Task 1: Feature Engineering

  • Create new features if necessary from existing data.
  • Normalize or standardize features if needed.

Hint

  • Think about what additional information might be useful that’s not directly provided in the features.
  • Standardize features with sklearn.preprocessing.StandardScaler or normalize them with sklearn.preprocessing.MinMaxScaler.

Task 2: Feature Selection

  • Use statistical tests, selection methods, or model-based methods to select a subset of features for the classification.

Hint

  • Use methods like SelectKBest from sklearn.feature_selection to select features based on univariate statistical tests.
  • Consider using feature_importances_ from tree-based models like RandomForest to evaluate feature importance.
  • Consider removing correlated pairs like we did in class

Part 3: Model Implementation

This section will focus on cleaning and preparing the dataset for modeling. You will correct any issues you found during the EDA phase.

Task 1: Data Splitting

  • Split the dataset into a training set and a test set.

Hint

  • Use sklearn.model_selection.train_test_split to separate your data into training and testing sets.
  • Consider using PCA for dimensional reduction, picking the optimal components like we did in class.

Task 2: Model Training

  • Train at least three of the following classification models:
    • Logistic Regression (3 points)
    • Decision Tree Classifier (3 points)
    • Random Forest Classifier (3 points)
    • K-Nearest Neighbors (3 points)
  • For each model, briefly explain the working principle.

Hint

  • For each algorithm, ensure you understand the basic principle; logistic regression is about probabilities, decision trees make hierarchical decisions, etc.
  • Consult the scikit-learn documentation for details on parameters and usage of different classifiers.

Task 3: Model Validation

  • Use cross-validation to estimate the effectiveness of each model.
  • Report the accuracy, precision, recall, F1-score, and ROC-AUC for each model.

Hint

  • Implement cross-validation using sklearn.model_selection.cross_val_score or sklearn.model_selection.cross_validate.
  • For metrics, explore sklearn.metrics for functions like accuracy_score, precision_score, recall_score, f1_score, and roc_auc_score.

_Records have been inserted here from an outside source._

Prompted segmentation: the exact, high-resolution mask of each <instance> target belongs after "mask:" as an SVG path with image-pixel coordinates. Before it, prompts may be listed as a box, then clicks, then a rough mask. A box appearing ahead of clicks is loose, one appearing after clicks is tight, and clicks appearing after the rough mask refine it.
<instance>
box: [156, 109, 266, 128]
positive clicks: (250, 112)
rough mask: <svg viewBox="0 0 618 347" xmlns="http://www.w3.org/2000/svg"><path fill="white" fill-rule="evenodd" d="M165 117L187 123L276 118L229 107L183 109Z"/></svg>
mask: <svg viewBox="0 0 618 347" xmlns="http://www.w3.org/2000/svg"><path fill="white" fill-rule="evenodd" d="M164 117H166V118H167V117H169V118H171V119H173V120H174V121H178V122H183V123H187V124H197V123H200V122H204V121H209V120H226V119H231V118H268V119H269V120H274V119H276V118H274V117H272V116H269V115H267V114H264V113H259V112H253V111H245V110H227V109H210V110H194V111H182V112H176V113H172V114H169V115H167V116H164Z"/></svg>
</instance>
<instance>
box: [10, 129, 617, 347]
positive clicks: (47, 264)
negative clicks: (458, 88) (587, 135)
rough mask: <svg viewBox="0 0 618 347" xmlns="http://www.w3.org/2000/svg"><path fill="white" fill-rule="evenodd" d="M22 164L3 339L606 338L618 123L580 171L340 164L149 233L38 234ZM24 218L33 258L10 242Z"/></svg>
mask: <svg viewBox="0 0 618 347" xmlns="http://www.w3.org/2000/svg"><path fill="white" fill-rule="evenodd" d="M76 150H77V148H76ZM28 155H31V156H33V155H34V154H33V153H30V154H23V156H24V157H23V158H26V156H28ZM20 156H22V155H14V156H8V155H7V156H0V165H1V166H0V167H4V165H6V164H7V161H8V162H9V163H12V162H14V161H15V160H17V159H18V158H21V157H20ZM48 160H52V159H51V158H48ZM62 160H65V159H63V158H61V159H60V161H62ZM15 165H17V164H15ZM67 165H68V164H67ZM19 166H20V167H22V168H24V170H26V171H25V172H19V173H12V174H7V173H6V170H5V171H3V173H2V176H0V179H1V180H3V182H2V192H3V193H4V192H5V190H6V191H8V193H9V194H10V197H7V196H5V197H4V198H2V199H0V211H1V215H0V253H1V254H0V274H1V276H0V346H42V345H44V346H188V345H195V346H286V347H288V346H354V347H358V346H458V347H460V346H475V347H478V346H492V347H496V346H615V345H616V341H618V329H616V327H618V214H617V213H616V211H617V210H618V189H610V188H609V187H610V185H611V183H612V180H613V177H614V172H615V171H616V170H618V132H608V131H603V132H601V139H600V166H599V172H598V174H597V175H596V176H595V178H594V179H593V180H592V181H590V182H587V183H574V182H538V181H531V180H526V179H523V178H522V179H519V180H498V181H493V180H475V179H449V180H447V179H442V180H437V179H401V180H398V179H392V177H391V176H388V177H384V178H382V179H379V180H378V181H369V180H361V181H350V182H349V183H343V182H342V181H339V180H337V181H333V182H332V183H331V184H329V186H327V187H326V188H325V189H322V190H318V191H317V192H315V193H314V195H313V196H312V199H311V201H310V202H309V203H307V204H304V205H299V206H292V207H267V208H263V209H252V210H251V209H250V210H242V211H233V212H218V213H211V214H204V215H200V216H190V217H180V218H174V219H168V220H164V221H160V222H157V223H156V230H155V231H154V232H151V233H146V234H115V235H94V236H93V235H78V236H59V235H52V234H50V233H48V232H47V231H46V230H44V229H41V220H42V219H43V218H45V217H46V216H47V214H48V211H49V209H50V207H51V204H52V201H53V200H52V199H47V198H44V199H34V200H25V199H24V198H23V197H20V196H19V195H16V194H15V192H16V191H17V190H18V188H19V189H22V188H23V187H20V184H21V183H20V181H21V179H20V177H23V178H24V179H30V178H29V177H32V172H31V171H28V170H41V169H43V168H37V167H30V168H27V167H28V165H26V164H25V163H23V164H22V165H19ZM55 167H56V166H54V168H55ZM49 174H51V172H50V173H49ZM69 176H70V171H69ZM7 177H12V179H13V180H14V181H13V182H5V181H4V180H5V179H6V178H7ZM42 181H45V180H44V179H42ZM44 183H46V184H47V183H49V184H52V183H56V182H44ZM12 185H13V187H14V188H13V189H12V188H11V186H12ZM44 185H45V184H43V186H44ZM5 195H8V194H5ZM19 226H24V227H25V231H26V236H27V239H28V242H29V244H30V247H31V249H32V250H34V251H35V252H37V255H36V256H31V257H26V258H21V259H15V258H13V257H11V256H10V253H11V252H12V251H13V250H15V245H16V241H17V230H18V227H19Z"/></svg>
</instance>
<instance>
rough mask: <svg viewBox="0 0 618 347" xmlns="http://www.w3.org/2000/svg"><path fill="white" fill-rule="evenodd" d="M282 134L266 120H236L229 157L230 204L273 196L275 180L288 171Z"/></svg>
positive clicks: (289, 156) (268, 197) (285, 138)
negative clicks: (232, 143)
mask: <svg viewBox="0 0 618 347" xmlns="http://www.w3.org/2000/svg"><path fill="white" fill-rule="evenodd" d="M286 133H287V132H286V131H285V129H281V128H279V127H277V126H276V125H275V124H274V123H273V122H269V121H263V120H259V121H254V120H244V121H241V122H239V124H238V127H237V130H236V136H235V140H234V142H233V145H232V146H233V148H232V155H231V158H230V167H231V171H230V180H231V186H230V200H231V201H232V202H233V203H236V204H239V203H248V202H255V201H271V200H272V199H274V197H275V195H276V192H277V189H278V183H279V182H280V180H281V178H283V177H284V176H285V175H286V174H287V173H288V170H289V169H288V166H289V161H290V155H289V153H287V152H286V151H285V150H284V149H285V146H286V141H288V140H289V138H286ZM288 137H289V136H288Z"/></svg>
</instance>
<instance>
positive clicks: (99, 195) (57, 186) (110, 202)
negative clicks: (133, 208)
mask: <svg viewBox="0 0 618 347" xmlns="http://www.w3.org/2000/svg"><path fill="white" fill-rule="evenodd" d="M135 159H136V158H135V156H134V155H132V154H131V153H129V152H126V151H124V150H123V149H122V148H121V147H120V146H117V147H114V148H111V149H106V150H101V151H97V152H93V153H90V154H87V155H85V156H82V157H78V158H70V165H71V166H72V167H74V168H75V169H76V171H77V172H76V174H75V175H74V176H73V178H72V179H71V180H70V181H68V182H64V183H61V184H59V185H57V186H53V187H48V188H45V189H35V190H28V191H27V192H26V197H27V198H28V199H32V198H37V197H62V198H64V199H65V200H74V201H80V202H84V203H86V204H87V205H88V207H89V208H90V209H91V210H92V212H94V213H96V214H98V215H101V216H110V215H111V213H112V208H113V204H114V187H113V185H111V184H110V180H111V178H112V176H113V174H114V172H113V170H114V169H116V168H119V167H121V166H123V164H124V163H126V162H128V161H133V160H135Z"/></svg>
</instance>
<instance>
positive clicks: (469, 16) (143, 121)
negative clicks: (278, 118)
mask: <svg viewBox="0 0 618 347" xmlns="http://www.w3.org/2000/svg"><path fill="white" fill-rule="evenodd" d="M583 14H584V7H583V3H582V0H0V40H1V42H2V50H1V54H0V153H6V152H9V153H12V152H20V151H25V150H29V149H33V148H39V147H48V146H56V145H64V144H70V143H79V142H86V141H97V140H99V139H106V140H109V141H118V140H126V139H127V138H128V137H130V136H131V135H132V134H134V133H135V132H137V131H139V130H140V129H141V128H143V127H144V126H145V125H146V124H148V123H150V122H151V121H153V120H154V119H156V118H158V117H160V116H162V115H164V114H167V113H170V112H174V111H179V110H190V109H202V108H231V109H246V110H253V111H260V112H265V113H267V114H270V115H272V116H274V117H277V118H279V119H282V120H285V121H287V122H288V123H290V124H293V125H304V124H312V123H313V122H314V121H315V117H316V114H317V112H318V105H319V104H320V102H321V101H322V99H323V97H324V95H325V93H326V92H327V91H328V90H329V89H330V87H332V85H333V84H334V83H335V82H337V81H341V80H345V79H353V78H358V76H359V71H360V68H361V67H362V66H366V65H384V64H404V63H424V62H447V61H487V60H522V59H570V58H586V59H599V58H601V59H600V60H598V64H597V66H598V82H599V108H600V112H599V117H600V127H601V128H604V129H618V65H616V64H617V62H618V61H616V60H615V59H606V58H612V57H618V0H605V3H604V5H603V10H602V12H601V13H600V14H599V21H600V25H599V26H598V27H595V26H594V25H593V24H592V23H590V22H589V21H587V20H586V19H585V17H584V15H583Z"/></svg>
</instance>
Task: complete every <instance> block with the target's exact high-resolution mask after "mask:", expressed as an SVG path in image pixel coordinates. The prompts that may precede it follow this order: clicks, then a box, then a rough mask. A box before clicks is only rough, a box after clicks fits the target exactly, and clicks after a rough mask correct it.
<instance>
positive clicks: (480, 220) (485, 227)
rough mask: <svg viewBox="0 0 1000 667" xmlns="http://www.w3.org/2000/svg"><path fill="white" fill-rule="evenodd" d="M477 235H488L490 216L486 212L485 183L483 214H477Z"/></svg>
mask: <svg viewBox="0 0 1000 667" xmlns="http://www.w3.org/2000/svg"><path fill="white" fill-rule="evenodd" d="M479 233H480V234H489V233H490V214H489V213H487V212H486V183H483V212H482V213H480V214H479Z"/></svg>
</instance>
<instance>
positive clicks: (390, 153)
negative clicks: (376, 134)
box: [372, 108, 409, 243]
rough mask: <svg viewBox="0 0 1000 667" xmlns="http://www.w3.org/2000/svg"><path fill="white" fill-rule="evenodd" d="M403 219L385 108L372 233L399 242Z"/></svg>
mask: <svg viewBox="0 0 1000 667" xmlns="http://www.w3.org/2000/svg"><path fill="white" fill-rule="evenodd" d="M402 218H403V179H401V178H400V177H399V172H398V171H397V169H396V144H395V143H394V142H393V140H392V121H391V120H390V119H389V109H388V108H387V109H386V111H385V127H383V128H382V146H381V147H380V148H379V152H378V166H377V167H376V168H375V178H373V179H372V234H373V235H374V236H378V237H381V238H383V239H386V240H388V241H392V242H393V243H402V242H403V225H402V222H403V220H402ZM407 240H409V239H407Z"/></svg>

Part 4: Model Evaluation and Interpretation

Task 1: Model Comparison + Result Interpretation

  • Interpret the results of the best performing model.
  • Discuss the importance of feature contributions to the model’s predictions.
  • Reflect on the potential real-world implications of the model’s performance (e.g., overfitting, misclassification costs).

Hint

  • When interpreting the ROC curve, recall that a curve closer to the top-left corner indicates a better performance.

Deliverables: - A Quarto Notebook containing all code and visualizations. - A written report summarizing your findings from the EDA, the decisions you made during preprocessing, and the rationale behind your choices.

Submission Guidelines: - Push your Quarto Notebook to your GitHub repository. - Ensure your commit messages are descriptive.

Grading Rubric: Your work will be evaluated based on the following criteria: - Correctness and completeness of the code. - Quality and clarity of the visualizations and summary report. - Proper use of comments and documentation in the code. - Adherence to the submission guidelines.

Points Distribution: Each task is allocated a specific number of points. Points will be awarded based on the completeness and correctness of the work submitted. Be sure to follow best practices in data analysis and provide interpretations for your findings and decisions during preprocessing.

Good luck, and may your insights be profound!